Our marketing expenses in 2010 were approximately S/.5.2 million, or 0.6% of our net sales. Historically, our marketing strategy has been to develop brand loyalty by providing high-quality products, tailored to the needs of our customers, and customer service accompanied by complimentary training for the maestros de obra , who are typically the decision makers in the auto-construcción segment.
To maintain and improve our relationship with retailers, we have developed several loyalty and incentive programs designed for our distribution network. For instance, members of our distribution network can redeem points for various prizes, ranging from computers to trucks. We have also partnered with Scotiabank to provide our customers with small loans to help finance the purchase of our products.
Research and development
As of September 30, 2011, our research and development group consisted of seven geologists and six scientists.

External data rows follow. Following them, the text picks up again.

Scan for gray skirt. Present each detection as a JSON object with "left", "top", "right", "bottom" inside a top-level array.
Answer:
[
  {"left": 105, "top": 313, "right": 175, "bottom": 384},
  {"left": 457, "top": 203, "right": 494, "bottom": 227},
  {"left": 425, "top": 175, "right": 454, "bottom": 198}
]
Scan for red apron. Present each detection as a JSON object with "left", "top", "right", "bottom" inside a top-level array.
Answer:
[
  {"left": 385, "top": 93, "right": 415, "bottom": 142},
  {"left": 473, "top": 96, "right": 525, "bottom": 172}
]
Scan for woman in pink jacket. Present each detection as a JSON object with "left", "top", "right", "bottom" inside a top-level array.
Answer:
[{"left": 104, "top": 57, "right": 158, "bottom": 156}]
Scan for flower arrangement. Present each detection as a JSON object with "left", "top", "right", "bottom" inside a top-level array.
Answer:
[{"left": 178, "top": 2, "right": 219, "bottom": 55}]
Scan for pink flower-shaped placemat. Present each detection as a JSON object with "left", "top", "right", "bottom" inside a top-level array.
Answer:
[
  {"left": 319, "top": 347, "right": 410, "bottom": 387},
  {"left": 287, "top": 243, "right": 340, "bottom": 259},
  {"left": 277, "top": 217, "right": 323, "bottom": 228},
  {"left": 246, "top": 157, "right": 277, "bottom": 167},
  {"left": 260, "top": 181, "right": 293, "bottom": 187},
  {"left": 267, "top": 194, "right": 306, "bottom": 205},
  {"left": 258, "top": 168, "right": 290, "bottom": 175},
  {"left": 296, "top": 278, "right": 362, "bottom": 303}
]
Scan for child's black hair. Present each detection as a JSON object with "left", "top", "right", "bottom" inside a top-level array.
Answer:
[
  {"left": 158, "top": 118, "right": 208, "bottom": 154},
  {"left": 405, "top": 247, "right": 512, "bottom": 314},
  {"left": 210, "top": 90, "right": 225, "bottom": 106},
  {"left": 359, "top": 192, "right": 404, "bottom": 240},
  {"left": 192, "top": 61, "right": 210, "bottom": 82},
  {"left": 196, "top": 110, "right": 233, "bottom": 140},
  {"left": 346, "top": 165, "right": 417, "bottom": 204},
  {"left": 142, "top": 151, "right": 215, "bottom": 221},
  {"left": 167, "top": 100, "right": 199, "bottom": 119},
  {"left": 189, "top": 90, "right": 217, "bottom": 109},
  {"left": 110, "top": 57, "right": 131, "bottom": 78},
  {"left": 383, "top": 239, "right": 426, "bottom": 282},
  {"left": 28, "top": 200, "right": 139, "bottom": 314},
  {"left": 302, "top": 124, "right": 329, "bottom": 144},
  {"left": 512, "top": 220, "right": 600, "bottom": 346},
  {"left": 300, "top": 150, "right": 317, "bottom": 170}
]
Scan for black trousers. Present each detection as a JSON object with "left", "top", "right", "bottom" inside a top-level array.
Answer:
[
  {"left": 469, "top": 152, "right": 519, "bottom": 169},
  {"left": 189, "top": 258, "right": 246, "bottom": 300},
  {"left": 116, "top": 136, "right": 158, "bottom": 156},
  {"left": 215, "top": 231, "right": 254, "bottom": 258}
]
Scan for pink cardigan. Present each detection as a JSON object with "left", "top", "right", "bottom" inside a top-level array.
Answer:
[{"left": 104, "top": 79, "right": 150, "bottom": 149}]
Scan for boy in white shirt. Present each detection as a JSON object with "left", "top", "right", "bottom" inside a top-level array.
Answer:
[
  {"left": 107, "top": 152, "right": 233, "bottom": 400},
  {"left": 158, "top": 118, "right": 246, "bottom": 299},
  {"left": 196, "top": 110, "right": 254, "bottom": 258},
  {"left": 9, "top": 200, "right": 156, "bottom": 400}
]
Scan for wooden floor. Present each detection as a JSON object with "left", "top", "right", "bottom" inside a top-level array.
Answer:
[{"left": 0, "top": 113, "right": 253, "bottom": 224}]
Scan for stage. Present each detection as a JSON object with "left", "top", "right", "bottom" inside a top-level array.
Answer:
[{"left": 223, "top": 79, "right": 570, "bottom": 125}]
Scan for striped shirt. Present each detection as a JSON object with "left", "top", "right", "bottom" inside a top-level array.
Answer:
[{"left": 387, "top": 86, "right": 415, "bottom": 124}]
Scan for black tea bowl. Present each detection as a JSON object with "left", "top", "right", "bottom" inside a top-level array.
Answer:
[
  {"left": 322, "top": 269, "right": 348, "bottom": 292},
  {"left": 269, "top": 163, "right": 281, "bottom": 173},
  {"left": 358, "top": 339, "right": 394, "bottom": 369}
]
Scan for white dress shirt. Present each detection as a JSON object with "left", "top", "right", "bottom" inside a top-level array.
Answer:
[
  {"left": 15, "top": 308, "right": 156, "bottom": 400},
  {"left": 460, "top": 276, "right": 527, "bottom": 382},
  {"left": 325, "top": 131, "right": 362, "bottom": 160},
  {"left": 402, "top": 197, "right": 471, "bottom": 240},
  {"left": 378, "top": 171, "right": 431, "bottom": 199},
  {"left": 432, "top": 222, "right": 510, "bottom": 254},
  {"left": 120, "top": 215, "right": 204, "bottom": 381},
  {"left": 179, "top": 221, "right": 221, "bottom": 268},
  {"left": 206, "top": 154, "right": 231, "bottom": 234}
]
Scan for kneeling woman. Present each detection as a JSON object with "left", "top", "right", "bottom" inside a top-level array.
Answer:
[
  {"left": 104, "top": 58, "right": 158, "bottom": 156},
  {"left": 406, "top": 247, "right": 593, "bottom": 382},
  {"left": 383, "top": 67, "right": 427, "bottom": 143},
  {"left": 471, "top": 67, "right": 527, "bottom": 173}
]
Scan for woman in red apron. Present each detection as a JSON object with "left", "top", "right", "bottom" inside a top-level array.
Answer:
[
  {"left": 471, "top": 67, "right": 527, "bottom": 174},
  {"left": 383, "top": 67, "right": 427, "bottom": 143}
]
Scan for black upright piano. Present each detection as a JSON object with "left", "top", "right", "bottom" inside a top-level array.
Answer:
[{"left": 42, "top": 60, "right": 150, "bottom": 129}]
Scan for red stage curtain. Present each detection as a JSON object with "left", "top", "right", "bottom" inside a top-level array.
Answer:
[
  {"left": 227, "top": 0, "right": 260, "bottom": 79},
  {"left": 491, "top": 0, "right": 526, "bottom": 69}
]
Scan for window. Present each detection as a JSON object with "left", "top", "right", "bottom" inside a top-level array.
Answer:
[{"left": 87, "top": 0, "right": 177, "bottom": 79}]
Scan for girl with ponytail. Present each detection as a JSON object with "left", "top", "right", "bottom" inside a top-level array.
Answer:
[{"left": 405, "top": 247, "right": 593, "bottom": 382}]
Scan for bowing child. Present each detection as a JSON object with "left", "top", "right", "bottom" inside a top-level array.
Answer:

Our research and development team is mainly focused on developing (i) an ideal mix of additives for our cement products in an effort to reduce the amount of clinker material in our cement; (ii) other concrete products with various practical applications, and (iii) products with specific characteristics that meet market demands. We believe our research and development department is an integral part of our strategy to develop innovative cement products by continuously studying the chemical composition of cement and making it adaptable to the requirements and specific needs of our end consumer.
Phosphate project
Overview
In 2007, we acquired a diatomite concession (Bayóvar No. 9) located in Bayóvar in the northwest of Peru. Diatomite is a raw material that we use in our cement production. In performing drill tests to extract diatomite at the Bayóvar field, our team of geologists discovered phosphate rock deposits, a chemical component used primarily as a fertilizer in the agricultural industry.
We have commissioned external experts to develop a definitive mining plan and basic engineering study for the Bayóvar No. 9 concession. In addition, we have commissioned a provider of mining services to conduct pre-pilot tests which were completed in the third quarter of 2011. We have completed optimization studies and are currently undertaking further studies with respect to phosphate development. Based on these results, we plan on determining parameters for a pilot test, which we expect to complete by the third quarter of 2012, followed by basic engineering studies in 2012. If the feasibility studies suggest that the Bayóvar field could be profitably developed and we are able to commercialize the available phosphate, we expect this project will be operational within the next three to five years.
We are analyzing the possibility of constructing a port near Bayóvar to be able to export phosphate materials.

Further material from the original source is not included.